Lors de cette remise, M. Charles de LAMBERTERIE, membre de l’Académie, a évoqué, à l’issue du discours qu’il a prononcé pour présenter la récipiendaire de ce prix, la mémoire du regretté Gilbert LAZARD (1920-AIBL 1980-2018), et révélé à cette occasion une découverte récente relative à une période dramatique de la vie de ce savant, ce qui a suscité une forte émotion dans l’assistance.
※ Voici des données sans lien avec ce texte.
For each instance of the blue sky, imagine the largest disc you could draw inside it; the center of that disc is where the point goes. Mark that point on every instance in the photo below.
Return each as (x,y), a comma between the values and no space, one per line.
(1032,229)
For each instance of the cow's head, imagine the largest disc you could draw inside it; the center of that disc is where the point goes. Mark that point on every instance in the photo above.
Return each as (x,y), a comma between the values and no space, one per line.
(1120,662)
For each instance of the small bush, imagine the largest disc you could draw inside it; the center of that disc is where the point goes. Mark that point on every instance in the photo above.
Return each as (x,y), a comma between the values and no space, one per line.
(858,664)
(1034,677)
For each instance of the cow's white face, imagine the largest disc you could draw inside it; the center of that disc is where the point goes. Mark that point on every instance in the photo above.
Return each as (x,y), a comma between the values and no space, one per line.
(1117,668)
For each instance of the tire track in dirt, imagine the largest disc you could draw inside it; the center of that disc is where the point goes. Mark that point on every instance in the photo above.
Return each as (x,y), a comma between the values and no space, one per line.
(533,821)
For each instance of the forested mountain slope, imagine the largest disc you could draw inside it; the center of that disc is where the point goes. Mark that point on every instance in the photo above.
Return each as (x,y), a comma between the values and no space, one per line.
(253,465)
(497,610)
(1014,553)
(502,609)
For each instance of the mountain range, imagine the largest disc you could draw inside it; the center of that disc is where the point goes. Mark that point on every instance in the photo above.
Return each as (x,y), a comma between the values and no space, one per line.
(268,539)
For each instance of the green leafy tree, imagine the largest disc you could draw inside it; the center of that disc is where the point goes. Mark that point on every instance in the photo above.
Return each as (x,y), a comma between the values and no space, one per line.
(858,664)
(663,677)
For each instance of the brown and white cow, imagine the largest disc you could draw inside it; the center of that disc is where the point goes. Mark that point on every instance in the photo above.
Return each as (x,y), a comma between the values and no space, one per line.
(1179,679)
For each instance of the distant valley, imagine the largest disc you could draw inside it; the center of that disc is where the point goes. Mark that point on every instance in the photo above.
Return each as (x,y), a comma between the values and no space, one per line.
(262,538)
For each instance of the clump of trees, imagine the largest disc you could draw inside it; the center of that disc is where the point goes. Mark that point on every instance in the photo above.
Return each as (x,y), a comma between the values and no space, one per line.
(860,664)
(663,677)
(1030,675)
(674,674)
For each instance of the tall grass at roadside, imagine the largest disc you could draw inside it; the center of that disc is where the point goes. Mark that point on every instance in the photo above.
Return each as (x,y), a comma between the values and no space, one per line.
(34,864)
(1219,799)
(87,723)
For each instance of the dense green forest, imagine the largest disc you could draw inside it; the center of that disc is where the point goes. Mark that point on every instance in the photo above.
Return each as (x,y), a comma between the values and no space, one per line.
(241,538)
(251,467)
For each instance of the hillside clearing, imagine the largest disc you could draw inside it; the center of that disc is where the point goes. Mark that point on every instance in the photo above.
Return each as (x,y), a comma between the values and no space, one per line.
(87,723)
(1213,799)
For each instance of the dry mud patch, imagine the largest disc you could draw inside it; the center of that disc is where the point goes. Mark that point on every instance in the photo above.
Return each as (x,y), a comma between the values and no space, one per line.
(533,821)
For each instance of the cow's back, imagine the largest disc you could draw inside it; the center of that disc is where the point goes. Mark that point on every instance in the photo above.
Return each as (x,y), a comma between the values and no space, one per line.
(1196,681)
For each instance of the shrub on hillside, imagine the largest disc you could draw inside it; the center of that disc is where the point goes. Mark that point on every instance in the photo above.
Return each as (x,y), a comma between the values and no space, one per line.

Après avoir souligné la générosité de Gilbert LAZARD, qui avait désiré que ses livres de linguistique soient donnés à la Bibliothèque de l’École Normale Supérieure, et précisé qu’à la demande de Madeleine Lazard il s’était chargé, avec Mme Claire Moyse-Faurie (CNRS), de mener à bien cette opération, M. Charles de LAMBERTERIE s’est exprimé en ces termes en présentant une édition de 1937 de l’Introduction à l’étude comparative des langues indo-européennes d’Antoine MEILLET : « Quelle n’a pas été notre surprise, lorsque nous avons fait l’inventaire de la bibliothèque de Gilbert LAZARD, de découvrir qu’elle contenait cet exemplaire portant sur la page de garde l’annotation au crayon suivante : « G. Lazard, Dachau, avril 1945 » – et sur la page de titre intérieure le tampon « Lager-Bücherei », qui se retrouve à plusieurs reprises sur d’autres pages du livre. Ainsi donc, ce lieu d’inhumanité (même si Dachau n’était pas un camp d’extermination) avait une bibliothèque. Gilbert LAZARD, né en 1920, n’a pu connaître Antoine MEILLET. Mais pendant ses années de scolarité à la rue d’Ulm sous l’Occupation – interrompue par son activité dans la Résistance, qui lui valut d’être déporté à Dachau en 1944 –, il fut l’élève d’un de ses élèves, l’helléniste Pierre CHANTRAINE (1899-AIBL 1953-1974). Pour les études iraniennes, il n’a pu suivre l’enseignement d’Émile BENVENISTE (1902-AIBL 1960-1976) qu’après la guerre, du fait que ce savant avait été démis de ses fonctions par le régime de Vichy en vertu des lois raciales, mais nous avons maintenant la preuve qu’il s’intéressait, dès ses années d’études, à la grammaire comparée des langues indo-européennes, discipline dont Émile BENVENISTE était en France le représentant le plus fameux. Le livre est-il arrivé à la bibliothèque du camp à la demande de Gilbert LAZARD, ou s’y trouvait-il déjà auparavant ? Nous l’ignorons, et n’avons pas entrepris de recherches à ce sujet. La date d’avril 1945 est celle de la libération du camp ; Gilbert LAZARD a pu alors emporter le volume et, à son retour à Paris, le faire relier. » Avec l’accord de Madeleine Lazard, ce document émouvant a été remis à la Bibliothèque de l’Institut.